In a children’s museum, this means that when floor staff catch a child using a toy from one area in another area, they need to understand that that the child is likely experimenting (“I notice these wind tubes suck up balls. Will they suck up this plastic food, too?”). Which means they need intervention tactics which stop the child from potentially breaking an exhibit component by sending plastic food up an air tube meant for smooth round balls, while at the same time supporting experimentation generally, and re-directing the child’s curiosity to something that is less harmful to the museum. Which is no small task under the best of circumstances. In order to do this effectively, the staff person needs to embrace and recognize curiosity, to BE curious. To be able to genuinely say to the child, “I love that you are experimenting with things, but this one will break the machine. What are some other things we could try? Maybe we could see if the plastic food floats in the water table? Or if we can get two balls to go up the air tubes at once?”

girl at MC - smaller

A child watching balls travel through air tubes at the PlayHouse

In an art museum, this means that when a visitor gets too close to a work of art, a nearby guard needs to understand this as an act of curiosity. Instead of saying, “You’re too close, move away,” the guard might say, “I’m sorry, we don’t allow visitors this close to the art. I’m curious about what you are looking closely at – is there something here that particularly interests you?” Or when a visitor asks at the Admissions Desk how large the exhibit is, and whether they have time to see it in an hour, the Visitor Services representative might answer, “It isn’t an enormous exhibit, but there is a lot to see and think about. I personally love the work on the 5th floor, and could spend an hour there alone. One strategy we recommend is walking through the entire exhibit and then go back to a few pieces that you love or are curious about.”
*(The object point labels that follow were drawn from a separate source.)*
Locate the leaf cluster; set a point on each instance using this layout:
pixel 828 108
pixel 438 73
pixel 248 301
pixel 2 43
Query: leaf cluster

This applies to all staff, or at least any staff that encounters visitors in any way, from the admissions staff to curators and exhibit designers; from marketing and public relations staff to museum educators.

What might this training look like?

In a children’s museum, we might challenge staff to come up with their own experiments in the galleries. Spend time at the water table: what are you curious about? How can you experiment and learn more? If one of those experiments endangers the exhibit or visitors, are there other ways to test your curiosity? What is the most exciting experiment you can come up with here? What do you wish you could test, but can’t yet, so that we can tackle this challenge as a staff?

playhouse water table

The PlayHouse water table

In an art museum we might include gallery time in training for all staff, with similar questions: what works are you drawn to, and why? what are you curious about? what are strategies for answering your own questions? how can questions lead to more questions, as well as answers?
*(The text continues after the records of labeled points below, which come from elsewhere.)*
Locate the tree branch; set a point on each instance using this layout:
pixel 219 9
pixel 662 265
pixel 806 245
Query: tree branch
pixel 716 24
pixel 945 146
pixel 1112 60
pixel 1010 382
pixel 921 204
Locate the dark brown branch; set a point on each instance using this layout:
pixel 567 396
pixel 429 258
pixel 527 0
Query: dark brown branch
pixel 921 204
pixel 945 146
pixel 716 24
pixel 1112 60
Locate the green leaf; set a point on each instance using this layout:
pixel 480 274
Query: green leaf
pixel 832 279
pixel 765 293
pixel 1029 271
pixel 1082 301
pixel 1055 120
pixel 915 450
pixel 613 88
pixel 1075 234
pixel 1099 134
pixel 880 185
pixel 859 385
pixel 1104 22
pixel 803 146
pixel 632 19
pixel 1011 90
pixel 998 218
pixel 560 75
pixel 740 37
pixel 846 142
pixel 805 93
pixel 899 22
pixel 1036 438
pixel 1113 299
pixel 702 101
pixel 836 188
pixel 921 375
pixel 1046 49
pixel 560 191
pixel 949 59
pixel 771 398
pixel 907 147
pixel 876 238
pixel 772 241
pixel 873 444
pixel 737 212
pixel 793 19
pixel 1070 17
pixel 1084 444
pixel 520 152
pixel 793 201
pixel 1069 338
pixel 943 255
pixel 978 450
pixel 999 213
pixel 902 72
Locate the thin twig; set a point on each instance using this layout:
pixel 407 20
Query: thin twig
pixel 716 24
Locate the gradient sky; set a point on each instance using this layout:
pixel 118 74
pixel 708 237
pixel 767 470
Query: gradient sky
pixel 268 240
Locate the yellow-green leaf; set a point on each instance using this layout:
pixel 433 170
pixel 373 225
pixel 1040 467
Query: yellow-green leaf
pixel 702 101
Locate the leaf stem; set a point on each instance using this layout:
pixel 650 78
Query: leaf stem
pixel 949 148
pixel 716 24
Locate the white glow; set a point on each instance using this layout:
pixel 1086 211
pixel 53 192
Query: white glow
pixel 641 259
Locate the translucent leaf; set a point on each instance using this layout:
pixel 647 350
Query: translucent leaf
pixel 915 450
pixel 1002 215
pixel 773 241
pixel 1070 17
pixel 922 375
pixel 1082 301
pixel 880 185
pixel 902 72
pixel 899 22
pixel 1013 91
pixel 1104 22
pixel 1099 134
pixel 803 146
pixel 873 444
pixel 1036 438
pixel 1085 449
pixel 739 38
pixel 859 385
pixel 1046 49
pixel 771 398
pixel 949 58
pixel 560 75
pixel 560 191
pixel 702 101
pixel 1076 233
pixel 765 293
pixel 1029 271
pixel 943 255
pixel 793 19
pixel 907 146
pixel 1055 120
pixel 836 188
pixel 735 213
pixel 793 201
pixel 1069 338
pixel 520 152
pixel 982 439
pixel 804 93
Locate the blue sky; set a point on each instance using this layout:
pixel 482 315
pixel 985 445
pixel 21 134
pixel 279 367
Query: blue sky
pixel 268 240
Beyond training, we need to encourage staff to ask questions, to challenge the ways we do things; we need to create an environment in which meaningful change comes from the front lines. Which also means creating space for an ongoing dialogue with staff about what is working and how things can be better. It means learning about individual strengths and interests so that staff bring these to the table and use them to think critically about the museum and its visitors. Before we can help visitors ask questions, innovate, and explore, we have to foster the same qualities in staff.


I blog because it helps me think through issues that I might not otherwise attend to or tackle. This post has helped me think more deeply about a challenge that has been sitting at the edges of my consciousness for quite a while. The PlayHouse will be closed for a week in late August for cleaning and touch ups, and this post leaves me with new thoughts about additional uses for that time. I would love to hear ways in which other museums have approached staff training, especially – but not only – in children’s museums, to help staff learn to think creatively, be curious, explore the world, believe in their own power to create change, and celebrate difference.